How Did The Beatles Sell 2 Million Songs On iTunes? Mostly Facebook (Not Search) - n-named
http://searchengineland.com/beatles-2-million-songs-mostly-facebook-not-search-56901?utm_source=twitterfeed&utm_medium=twitter&utm_campaign=Feed:+searchengineland+(Search+Engine+Land:+Google,+Bing,+SEO,+PPC,+SEM+%26+Search+Marketing+News)&utm_content=Twitter

======
dasil003
Not surprising. How many people over the past 7 years have gone to the ITMS
hoping to buy some Beatles music only to found out that it was surprisingly
unavailable. A deeper inspection may have revealed the longstanding feud
between Apple Computer and the Beatles' music label Apple Records.

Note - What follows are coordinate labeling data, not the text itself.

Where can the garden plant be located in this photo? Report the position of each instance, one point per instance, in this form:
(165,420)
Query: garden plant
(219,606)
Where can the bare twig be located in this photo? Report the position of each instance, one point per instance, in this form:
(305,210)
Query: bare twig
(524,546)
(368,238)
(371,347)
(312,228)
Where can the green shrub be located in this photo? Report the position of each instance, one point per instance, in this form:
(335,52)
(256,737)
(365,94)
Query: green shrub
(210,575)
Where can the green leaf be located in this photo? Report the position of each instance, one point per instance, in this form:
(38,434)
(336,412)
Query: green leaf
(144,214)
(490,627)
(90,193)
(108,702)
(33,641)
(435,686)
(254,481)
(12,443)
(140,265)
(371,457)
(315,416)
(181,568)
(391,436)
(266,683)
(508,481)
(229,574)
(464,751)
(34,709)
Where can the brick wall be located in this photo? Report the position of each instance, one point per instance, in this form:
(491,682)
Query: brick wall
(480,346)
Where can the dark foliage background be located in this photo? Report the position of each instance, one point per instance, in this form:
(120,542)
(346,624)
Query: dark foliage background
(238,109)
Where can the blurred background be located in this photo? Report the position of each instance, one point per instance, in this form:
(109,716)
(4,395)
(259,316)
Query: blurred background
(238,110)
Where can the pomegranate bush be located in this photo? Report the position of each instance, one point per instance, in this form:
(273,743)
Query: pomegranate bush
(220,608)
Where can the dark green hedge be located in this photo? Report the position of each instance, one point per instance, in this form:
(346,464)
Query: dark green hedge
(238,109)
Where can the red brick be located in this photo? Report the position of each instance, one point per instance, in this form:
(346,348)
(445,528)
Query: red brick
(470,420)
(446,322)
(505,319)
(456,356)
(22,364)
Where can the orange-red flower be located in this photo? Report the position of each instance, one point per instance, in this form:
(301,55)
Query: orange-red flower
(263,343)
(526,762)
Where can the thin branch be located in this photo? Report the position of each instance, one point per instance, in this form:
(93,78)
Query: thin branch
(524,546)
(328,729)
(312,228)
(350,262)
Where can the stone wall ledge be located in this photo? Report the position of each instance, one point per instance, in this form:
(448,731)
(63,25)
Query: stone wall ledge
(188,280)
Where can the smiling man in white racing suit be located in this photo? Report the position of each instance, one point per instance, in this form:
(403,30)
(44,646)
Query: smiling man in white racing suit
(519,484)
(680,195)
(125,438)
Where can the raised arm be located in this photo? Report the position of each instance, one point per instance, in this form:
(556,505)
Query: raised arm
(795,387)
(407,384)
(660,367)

So for a critical mass of people the Beatles on iTunes is big news, and
naturally they posted it to Facebook, which naturally got a higher than normal
click-through rate. This combination of timeliness and virality is optimally
captured by social media, and something for which search gets at best a
trickle-down effect. But over the coming months, it becomes old news, and then
people start searching for it.

------
nhangen
That's crazy...was I the only one that saw the Beatles coming to iTunes as a
non-event? Granted, I'm a fan, but wow.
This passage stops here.